In [None]:
import sys
from packaging import version
import sklearn
import matplotlib.pyplot as plt
from pathlib import Path
import pandas as pd
import tarfile
import urllib.request
import numpy as np

assert sys.version_info >= (3, 7)
assert version.parse(sklearn.__version__) >= version.parse("1.0.1")

# the next 5 lines define the default font sizes
plt.rc('font', size=14)
plt.rc('axes', labelsize=14, titlesize=14)
plt.rc('legend', fontsize=14)
plt.rc('xtick', labelsize=10)
plt.rc('ytick', labelsize=10)

# Get the Data

*Your task is to predict median house values in Californian districts, given a number of features from these districts.*

## Download the Data

In [None]:
def load_housing_data():
    tarball_path = Path("datasets/housing.tgz")
    if not tarball_path.is_file():
        Path("datasets").mkdir(parents=True, exist_ok=True)
        url = "https://github.com/ageron/data/raw/main/housing.tgz"
        urllib.request.urlretrieve(url, tarball_path)
        with tarfile.open(tarball_path) as housing_tarball:
            housing_tarball.extractall(path="datasets")
    return pd.read_csv(Path("datasets/housing/housing.csv"))

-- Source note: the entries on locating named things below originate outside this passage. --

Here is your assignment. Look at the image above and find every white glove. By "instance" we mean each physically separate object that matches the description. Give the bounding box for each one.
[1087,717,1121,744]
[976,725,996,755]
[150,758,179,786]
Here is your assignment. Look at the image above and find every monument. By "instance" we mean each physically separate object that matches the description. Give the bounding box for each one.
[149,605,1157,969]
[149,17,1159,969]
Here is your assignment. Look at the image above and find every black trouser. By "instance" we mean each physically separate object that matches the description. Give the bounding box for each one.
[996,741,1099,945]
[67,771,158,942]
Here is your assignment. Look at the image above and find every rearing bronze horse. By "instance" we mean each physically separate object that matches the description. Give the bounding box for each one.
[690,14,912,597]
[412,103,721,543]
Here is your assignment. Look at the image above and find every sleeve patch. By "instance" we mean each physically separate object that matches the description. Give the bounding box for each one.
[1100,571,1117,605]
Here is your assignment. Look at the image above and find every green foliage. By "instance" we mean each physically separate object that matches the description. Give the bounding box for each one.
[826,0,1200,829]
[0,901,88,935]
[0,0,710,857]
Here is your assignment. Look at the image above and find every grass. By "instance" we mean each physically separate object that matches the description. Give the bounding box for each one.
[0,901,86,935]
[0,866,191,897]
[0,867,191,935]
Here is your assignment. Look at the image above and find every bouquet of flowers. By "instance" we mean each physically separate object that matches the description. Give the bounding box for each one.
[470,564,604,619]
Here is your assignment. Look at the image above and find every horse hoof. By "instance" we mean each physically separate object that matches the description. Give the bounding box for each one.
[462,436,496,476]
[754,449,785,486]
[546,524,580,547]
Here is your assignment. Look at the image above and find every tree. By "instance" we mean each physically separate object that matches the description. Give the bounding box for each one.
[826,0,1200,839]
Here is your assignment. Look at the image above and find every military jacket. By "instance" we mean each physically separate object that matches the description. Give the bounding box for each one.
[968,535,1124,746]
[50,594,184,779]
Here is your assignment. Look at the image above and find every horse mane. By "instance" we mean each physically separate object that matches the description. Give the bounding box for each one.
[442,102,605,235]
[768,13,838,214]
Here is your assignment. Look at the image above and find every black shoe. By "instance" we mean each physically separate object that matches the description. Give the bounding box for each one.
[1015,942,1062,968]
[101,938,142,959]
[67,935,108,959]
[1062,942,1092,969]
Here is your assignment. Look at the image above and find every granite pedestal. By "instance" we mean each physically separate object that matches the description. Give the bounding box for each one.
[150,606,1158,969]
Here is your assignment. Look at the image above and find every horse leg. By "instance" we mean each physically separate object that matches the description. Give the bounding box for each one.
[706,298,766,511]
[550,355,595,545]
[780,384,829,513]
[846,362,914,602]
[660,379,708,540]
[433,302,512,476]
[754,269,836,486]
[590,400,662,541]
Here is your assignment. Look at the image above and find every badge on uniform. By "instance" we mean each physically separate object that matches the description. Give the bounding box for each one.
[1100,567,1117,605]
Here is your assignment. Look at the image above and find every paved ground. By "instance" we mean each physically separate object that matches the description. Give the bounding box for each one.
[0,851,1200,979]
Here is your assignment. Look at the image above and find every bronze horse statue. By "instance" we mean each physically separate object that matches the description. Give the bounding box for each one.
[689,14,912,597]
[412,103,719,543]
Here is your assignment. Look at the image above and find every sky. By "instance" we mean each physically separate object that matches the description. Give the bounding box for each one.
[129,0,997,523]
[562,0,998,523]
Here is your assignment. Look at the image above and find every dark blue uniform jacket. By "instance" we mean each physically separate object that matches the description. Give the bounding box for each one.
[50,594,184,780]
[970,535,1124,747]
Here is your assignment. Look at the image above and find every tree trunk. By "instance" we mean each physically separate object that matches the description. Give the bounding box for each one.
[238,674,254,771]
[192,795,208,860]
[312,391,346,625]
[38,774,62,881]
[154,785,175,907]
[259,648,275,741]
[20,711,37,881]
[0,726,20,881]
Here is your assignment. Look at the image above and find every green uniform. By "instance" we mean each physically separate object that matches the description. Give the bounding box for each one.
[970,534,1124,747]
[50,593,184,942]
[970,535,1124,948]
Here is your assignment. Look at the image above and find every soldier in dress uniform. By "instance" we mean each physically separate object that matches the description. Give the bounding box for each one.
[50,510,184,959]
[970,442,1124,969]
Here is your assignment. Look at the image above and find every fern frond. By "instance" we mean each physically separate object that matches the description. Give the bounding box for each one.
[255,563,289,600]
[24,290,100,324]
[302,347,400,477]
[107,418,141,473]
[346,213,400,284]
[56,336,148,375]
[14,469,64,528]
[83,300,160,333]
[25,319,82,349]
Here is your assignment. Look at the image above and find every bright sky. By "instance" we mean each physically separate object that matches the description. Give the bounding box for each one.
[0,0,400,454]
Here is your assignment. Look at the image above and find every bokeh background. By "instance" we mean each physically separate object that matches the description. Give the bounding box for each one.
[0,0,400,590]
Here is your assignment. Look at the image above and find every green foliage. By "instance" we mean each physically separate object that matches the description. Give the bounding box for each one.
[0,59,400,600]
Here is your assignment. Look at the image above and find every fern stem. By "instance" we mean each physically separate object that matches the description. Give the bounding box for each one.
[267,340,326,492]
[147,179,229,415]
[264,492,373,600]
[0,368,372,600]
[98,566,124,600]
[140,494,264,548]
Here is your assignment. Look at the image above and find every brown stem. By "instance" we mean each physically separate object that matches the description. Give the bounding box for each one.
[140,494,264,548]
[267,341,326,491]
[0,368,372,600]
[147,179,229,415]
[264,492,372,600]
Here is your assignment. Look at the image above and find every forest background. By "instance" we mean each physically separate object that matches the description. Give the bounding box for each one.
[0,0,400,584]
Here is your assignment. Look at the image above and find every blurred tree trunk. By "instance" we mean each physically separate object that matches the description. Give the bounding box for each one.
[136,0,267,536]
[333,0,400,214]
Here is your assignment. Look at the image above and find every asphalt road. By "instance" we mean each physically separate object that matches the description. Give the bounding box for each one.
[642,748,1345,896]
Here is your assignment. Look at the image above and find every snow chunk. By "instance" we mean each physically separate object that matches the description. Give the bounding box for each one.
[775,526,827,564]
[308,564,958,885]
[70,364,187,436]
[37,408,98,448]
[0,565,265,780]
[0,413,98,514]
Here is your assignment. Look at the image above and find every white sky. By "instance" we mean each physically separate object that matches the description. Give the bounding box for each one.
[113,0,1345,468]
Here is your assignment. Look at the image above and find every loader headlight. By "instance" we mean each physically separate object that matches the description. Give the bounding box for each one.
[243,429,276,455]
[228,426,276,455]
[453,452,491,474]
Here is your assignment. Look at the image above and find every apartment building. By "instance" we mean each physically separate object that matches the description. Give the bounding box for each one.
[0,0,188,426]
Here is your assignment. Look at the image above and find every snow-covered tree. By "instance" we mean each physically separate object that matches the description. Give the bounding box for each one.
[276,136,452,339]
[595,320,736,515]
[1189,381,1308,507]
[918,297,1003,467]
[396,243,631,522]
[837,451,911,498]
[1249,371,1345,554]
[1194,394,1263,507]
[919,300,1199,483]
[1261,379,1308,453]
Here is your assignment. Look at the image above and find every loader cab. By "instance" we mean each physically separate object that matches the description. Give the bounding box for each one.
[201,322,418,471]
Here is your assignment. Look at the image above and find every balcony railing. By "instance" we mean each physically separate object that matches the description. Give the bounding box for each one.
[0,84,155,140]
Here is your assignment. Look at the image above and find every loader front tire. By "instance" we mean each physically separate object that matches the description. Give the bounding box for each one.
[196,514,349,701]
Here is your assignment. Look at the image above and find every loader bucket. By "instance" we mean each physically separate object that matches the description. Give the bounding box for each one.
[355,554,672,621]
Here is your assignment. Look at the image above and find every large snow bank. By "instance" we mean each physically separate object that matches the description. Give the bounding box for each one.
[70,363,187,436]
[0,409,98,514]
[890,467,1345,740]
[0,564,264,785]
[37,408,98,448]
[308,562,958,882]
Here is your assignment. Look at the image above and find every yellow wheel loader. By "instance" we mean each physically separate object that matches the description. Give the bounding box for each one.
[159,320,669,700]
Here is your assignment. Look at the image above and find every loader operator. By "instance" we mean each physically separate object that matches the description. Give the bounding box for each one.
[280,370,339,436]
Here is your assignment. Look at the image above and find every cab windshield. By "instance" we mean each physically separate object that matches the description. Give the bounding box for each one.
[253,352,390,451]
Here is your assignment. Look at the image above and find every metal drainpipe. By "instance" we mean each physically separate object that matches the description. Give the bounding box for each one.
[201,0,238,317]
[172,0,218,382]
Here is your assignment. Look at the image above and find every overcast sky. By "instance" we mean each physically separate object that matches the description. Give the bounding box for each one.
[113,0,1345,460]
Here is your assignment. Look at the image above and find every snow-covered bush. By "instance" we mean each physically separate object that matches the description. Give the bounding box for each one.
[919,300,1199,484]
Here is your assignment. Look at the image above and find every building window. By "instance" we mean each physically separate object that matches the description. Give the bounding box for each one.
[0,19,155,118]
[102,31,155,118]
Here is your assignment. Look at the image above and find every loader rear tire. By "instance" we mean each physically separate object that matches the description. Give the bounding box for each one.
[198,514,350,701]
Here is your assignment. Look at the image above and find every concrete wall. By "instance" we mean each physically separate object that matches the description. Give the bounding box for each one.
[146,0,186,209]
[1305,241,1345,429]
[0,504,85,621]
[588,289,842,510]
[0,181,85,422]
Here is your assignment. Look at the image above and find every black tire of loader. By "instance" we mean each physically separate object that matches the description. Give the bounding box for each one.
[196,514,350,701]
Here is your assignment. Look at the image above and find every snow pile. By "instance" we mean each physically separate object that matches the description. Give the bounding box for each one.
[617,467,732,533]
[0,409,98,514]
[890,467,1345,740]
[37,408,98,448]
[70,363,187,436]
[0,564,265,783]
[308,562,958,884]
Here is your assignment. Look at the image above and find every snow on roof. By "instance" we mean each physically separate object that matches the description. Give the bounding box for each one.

housing = load_housing_data()

## Take a Quick Look at the Data Structure

In [None]:
housing.head()  # top 5 rows

In [None]:
housing.info()

### Question
*Is something odd with the info echo above?*

In [None]:
housing["ocean_proximity"].value_counts()

In [None]:
housing.describe()

### Question?

Do you have takeaways from the data?


In [None]:
housing.hist(bins=50, figsize=(12, 8))
plt.show()

### Question?

Do you see Problems in the diagrams?

## Create a Test Set

### Question?
What do we have to do for a test set?

In [None]:
def shuffle_and_split_data(data, test_ratio):
    shuffled_indices = np.random.permutation(len(data))
    test_set_size = int(len(data) * test_ratio)
    test_indices = shuffled_indices[:test_set_size]
    train_indices = shuffled_indices[test_set_size:]
    return data.iloc[train_indices], data.iloc[test_indices]

In [None]:
train_set, test_set = shuffle_and_split_data(housing, 0.2)
len(train_set)

In [None]:
len(test_set)

### Question?
Are there Problems with this Process?

To ensure that this notebook's outputs remain the same every time we run it, we need to set the random seed:

In [None]:
np.random.seed(42)

## API

Alternative with sklearn methods

In [None]:
from sklearn.model_selection import train_test_split

train_set, test_set = train_test_split(housing, test_size=0.2, random_state=42)

### Question?
Do we still have Problems?

In [None]:
test_set["total_bedrooms"].isnull().sum()

In [None]:
train_set["total_bedrooms"].isnull().sum()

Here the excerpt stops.